CPC Case for October 3, 2003

Discussant: Benjamin Levine, MD

Case presented by: Kara Prescott, MD


CC

“My legs are swollen”

HPI This is a very pleasant 47 year old African-American woman with no significant past medical history who presented to the emergency room with bilateral lower extremity edema becoming progressively worse over the past 2 weeks. She has noticed some dyspnea only on exertion. She denied PND or orthopnea. She is usually sedentary and sits at home. Of note, she states she has been eating a lot of ice, because it seems to make her feel better.
KDA Codeine
MEDICATIONS

Vitamin E, Cod Liver Oil, Centrum

PMH Unremarkable except for “heart murmur” diagnosed in the 1970’s
PSH Hysterectomy in 1986 for fibroids and metromenorrhagia

SH

No bad habits
FH

Her mother is alive and well with hypertension. Her father drowned in a fishing accident.

ROS

ROS: General : no weight change, fever, chills or night sweats.

Cardiac : She states she has a history of heart murmur and was told in the past that she may have had rheumatic fever as a child. No chest pain or palpitations.

Pulmonary : dyspnea on exertion only.

Gastrointestinal : Frequent constipation. No abdominal pain, nausea or vomiting. No melena, hematochezia or hematemesis.

Genitourinary : no dysuria or hematuria.

HEENT : hair loss over the last several years. No change in vision or headaches.

Heme : no bleeding.

Psyche : no depression or anxiety.

Endocrine : fatigue, no polydipsia, polyphagia or polyuria.

PHYSICAL EXAM:

GEN: Overweight, alert in no acute distress.

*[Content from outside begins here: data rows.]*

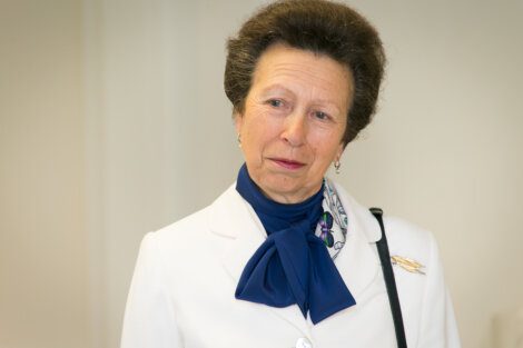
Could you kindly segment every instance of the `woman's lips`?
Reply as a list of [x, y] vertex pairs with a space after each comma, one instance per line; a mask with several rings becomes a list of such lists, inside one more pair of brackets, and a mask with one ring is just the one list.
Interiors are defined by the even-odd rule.
[[273, 160], [276, 165], [280, 167], [284, 167], [286, 169], [292, 169], [292, 170], [296, 170], [305, 166], [305, 163], [294, 161], [290, 159], [285, 159], [285, 158], [272, 158], [270, 160]]

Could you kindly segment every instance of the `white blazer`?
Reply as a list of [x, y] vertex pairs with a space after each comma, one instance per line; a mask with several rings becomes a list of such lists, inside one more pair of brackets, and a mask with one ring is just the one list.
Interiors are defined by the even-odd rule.
[[[209, 207], [141, 242], [121, 348], [393, 348], [388, 297], [376, 251], [381, 229], [339, 186], [347, 239], [335, 265], [356, 305], [313, 325], [296, 305], [272, 308], [235, 299], [244, 266], [266, 238], [255, 211], [231, 186]], [[385, 217], [391, 256], [414, 259], [425, 275], [395, 266], [409, 348], [458, 348], [452, 304], [434, 238]]]

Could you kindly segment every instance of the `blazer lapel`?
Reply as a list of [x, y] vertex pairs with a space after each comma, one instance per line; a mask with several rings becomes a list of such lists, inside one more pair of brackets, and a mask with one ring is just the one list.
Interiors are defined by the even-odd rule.
[[[245, 265], [264, 242], [267, 235], [258, 216], [250, 205], [239, 196], [235, 186], [236, 183], [229, 187], [210, 206], [209, 229], [216, 235], [230, 239], [229, 248], [224, 252], [221, 262], [230, 275], [231, 281], [237, 285]], [[297, 306], [286, 308], [274, 308], [259, 304], [253, 304], [253, 306], [272, 311], [298, 329], [304, 336], [310, 337], [307, 320]]]
[[358, 299], [381, 270], [375, 242], [379, 240], [382, 231], [366, 208], [359, 206], [338, 185], [335, 187], [348, 217], [347, 239], [335, 265], [357, 306]]

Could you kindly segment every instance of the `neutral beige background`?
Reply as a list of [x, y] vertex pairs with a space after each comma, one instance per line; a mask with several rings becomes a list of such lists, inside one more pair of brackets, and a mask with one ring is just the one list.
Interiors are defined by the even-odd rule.
[[[144, 233], [241, 163], [224, 41], [259, 3], [0, 0], [0, 348], [118, 347]], [[495, 347], [523, 306], [523, 4], [351, 3], [389, 64], [337, 180], [434, 231], [464, 348]]]

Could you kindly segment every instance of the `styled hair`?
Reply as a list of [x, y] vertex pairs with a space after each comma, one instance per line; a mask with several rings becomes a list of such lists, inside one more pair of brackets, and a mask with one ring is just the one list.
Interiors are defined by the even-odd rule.
[[377, 31], [355, 10], [337, 2], [282, 0], [262, 8], [227, 41], [224, 87], [235, 112], [244, 111], [259, 57], [277, 42], [326, 54], [352, 72], [354, 95], [342, 140], [346, 146], [371, 122], [376, 109], [386, 61]]

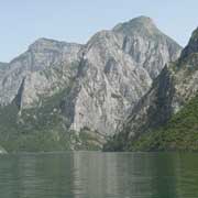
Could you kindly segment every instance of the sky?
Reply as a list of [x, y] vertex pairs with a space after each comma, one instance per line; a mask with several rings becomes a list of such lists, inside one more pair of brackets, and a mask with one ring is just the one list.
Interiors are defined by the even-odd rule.
[[100, 30], [146, 15], [185, 46], [198, 26], [198, 0], [0, 0], [0, 62], [38, 37], [86, 43]]

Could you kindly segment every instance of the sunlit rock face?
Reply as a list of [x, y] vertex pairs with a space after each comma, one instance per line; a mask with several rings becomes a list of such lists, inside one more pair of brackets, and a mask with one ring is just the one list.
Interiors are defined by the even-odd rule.
[[20, 116], [66, 90], [58, 112], [68, 128], [110, 135], [180, 48], [145, 16], [98, 32], [85, 45], [40, 38], [0, 67], [0, 105], [16, 102]]
[[117, 139], [128, 144], [178, 112], [198, 92], [198, 29], [178, 61], [167, 64], [152, 88], [135, 105], [118, 129]]

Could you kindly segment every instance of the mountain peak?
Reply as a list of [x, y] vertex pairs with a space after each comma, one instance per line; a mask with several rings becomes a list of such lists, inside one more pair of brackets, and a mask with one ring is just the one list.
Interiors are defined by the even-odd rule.
[[114, 32], [123, 32], [123, 33], [147, 33], [147, 34], [156, 34], [158, 33], [158, 29], [156, 28], [153, 20], [148, 16], [141, 15], [139, 18], [134, 18], [128, 22], [119, 23], [113, 28]]
[[198, 28], [193, 32], [188, 45], [182, 53], [182, 58], [185, 58], [193, 53], [198, 53]]

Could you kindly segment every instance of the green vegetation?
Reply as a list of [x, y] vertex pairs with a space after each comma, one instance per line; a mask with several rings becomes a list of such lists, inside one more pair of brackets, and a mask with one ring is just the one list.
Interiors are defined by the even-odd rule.
[[127, 145], [130, 151], [198, 151], [198, 97], [164, 125]]
[[40, 108], [25, 109], [19, 116], [15, 102], [0, 108], [0, 145], [8, 152], [38, 152], [64, 150], [99, 150], [98, 136], [68, 130], [69, 121], [61, 106], [67, 89], [43, 98]]

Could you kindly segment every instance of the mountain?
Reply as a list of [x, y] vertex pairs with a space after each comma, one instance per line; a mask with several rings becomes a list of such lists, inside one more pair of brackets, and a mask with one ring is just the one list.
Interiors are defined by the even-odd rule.
[[107, 150], [198, 150], [198, 29], [120, 124]]
[[0, 144], [101, 146], [180, 50], [146, 16], [98, 32], [85, 45], [37, 40], [0, 75]]

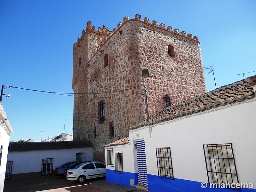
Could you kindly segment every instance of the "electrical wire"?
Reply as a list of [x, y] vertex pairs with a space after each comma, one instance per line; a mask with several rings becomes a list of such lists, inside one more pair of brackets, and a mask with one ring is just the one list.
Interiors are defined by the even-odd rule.
[[[127, 91], [127, 90], [129, 90], [129, 89], [134, 89], [135, 88], [136, 88], [137, 87], [139, 87], [141, 86], [141, 85], [140, 85], [138, 86], [137, 86], [136, 87], [132, 87], [131, 88], [128, 88], [128, 89], [123, 89], [122, 90], [119, 90], [117, 91], [111, 91], [111, 92], [91, 92], [91, 93], [65, 93], [65, 92], [50, 92], [48, 91], [40, 91], [38, 90], [35, 90], [34, 89], [26, 89], [25, 88], [21, 88], [20, 87], [14, 87], [13, 86], [8, 86], [8, 87], [11, 87], [12, 88], [15, 88], [16, 89], [23, 89], [24, 90], [27, 90], [28, 91], [36, 91], [37, 92], [43, 92], [45, 93], [52, 93], [53, 94], [56, 94], [56, 95], [64, 95], [65, 96], [71, 96], [72, 97], [91, 97], [91, 98], [118, 98], [118, 97], [133, 97], [134, 96], [141, 96], [141, 95], [144, 95], [143, 94], [140, 94], [140, 95], [129, 95], [128, 96], [113, 96], [113, 97], [100, 97], [100, 96], [98, 96], [98, 97], [95, 97], [95, 96], [85, 96], [84, 95], [76, 95], [78, 94], [78, 95], [81, 95], [82, 94], [99, 94], [100, 93], [113, 93], [115, 92], [119, 92], [121, 91]], [[67, 95], [67, 94], [70, 94], [72, 95]]]
[[132, 87], [131, 88], [128, 88], [128, 89], [123, 89], [122, 90], [119, 90], [117, 91], [109, 91], [109, 92], [91, 92], [91, 93], [63, 93], [63, 92], [50, 92], [48, 91], [39, 91], [38, 90], [35, 90], [34, 89], [25, 89], [25, 88], [21, 88], [20, 87], [13, 87], [13, 86], [9, 86], [10, 87], [11, 87], [12, 88], [16, 88], [17, 89], [24, 89], [25, 90], [27, 90], [28, 91], [37, 91], [38, 92], [44, 92], [45, 93], [54, 93], [56, 94], [99, 94], [99, 93], [113, 93], [116, 92], [118, 92], [120, 91], [126, 91], [127, 90], [128, 90], [129, 89], [134, 89], [134, 88], [136, 88], [137, 87], [141, 87], [142, 85], [140, 85], [138, 86], [137, 86], [136, 87]]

Vital Signs: BP 107/63, afebrile, pulse 106, respirations 24-28 - unlabored, saturation on 100% non rebreather 77%, weight 99 kg, height 5’7”

HEENT: poor dentition, jugular venous distention to the angle of the jaw at 45 degree

Chest: clear with slightly diminished breath sounds in the left base

Heart: tachycardic with regular rhythm; soft systolic ejection murmur at the left sternal border; no rubs or gallops.

Abdomen: Soft, nontender, nondistended, normoactive bowel sounds. No hepatosplenomegaly.

Extremities: Bilateral lower extremity edema to her groin; flattened nailbeds, clubbed with slight bluish discoloration

Neuro: grossly nonfocal


LABS:
WBC 4.6 HGB 15.3 HCT 47.9 PLT 110 MCV 91.7 RDW 16.7 normal differential
Sodium 141 Potassium 3.8 Chloride 111 CO2 14 Glucose 154 BUN 30 Creatinine 1.6
Calcium 5.4 Magnesium 5.2          
Alk Phos 70 AST 86 ALT 31 TP 10 Alb 3.4 Total Bili 1.4  
TSH 2.41            
Coagulation Studies Protime 22.6 INR 1.8a PTT 24 Fibrinogen 218.5 D Dimer >1050  
BNP 3310 CK 141 to 87 MB 5.7 to 2.4 troponin 34 to 23.9
ABG on 4 liters NC: pH 7.427, pCO2 20.8, pO2 35, O2 sat 71.9%, HCO3 13.8
ABG on NR with 5 liters NC O2 flush: pH 7.42, pCO2 24, pO2 42, O2 sat 82%


STUDIES:

EKG: sinus tach at 111, PR 0.14, questionable S1 Q3 T3 pattern with RBBB
 
CXR:cardiomegaly, no evidence of pulmonary vasculature engorgement, minimal atelectasis along the left lower lung periphery
 
Echocardiogram: severe left hypokinesis, severe right atrial and right ventricle enlargement, severe pulmonary hypertension, severe TR ,moderate pericardial effusion, but no tamponade
 
CT angiogram: no evidence of pulmonary embolus, pruned pulmonary vasculature in the periphery, marked right atrial enlargement, biventricular dilatation, a low density enhancement either in the LV wall or against its wall, engorged liver with dilated hepatic veins, small pericardial effusion, and an area of subtle, patchy infiltrate in the right middle lobe of the lung.

HOSPITAL COURSE

The patient was placed on maximal O2 and moved to the ICU. She had a Swan-Ganz placed with the following recordings: pulmonary capillary wedge (left atrial) pressure 43, RV 70/15, PA 70/40, cardiac output 3 L/min with an index of 1.3-1.5.

The patient proceeded to the catheterization laboratory for right heart catheterization which revealed: pulmonary capillary wedge pressure 45, cardiac output 2.8 liters per minute and right sided pressures over 70

Early in the morning of her second hospital day the patient was noted to have systolic pressures in the 70’s, was apneic and in PEA. ACLS protocol was initiated, but the patient expired.